O Rio completa 450 anos sem conseguir eliminar alguns de seus problemas graves, mas de baixo custo para o poder público. E, no entanto, são importantes na qualidade de vida da população, na imagem da cidade, no fortalecimento de sua vocação para o turismo – hoje, prioridade em função da rede hoteleira ter baixos índices de ocupação.

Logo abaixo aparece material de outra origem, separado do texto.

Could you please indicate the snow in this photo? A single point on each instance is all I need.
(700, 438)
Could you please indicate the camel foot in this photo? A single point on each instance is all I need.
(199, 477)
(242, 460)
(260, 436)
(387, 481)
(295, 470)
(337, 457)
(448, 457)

Um dos mais antigos é a questão da população de rua, que, no passado, eram denominados mendigos, normalmente inofensivos. Depois, com o tempo, o número foi crescendo, o alcoolismo tomou conta primeiro e, na sequência, vieram as drogas e a violência. A exploração de menores na mendicância foi praticamente eliminada, mas  parece estar tentando voltar discretamente. A estimativa é que, entre o centro e a zona sul, seja perto de seis mil os moradores de rua.

Na região da Praça Paris até o Aeroporto, incluindo o Aterro e os jardins no entorno do MAM, a ocupação afronta a população e oferece um espetáculo degradante a quem chega à cidade. A calçada em frente ao Aeroporto Santos Dumont, “despoliciada”, colocam os passageiros que chegam ou partem diante do assédio de menores que se oferecem como engraxates, quando, no saguão do aeroporto, tenha os serviços prestados por profissionais que pagam pelo espaço e as cadeiras. No embarque da Rodoviária Novo Rio, a situação é assustadora.

Em Copacabana, a ocupação já tornou inviáveis muitos restaurantes e faz do calçadão da Avenida Atlântica uma zona perigosa a qualquer hora do dia. E, na Avenida Copacabana, a situação não é diferente. Os moradores, que pagam um IPTU alto, estão praticamente presos em casa. Nada justifica se atender aos que defendem esta verdadeira vergonha para a cidade. Afinal, a indiferença em relação a estes infelizes, doentes em boa parte, compromete a cordialidade e a formação solidária e acolhedora dos cariocas. Não retirar, para atender a pessoas equivocadas, que são os defensores deste “status-quo”, apequena as autoridades responsáveis pela cidade, sejam municipais, estaduais ou federais, e a própria sociedade. Todos deveriam se unir em torno de um projeto exemplar de acolhimento, tratamento médico, reeducação e reinserção na sociedade. Com tanta bolsa-família e outros programas sociais, não se entende o abandono de um problema grave, que retira empregos de milhares de profissionais e humilha os cariocas e fluminenses.

A crise na economia pode tornar a situação mais dramática, estando hoje presente em muitas cidades do interior. E algumas que vivem do turismo, como Búzios, onde a abordagem e pequenos delitos nas praias, especialmente por parte de menores, são fatores determinantes do não retorno de muitos turistas.

Fingir que o problema não existe é tapar o sol com peneira. É uma postura egoísta e demonstra inacreditável insensibilidade.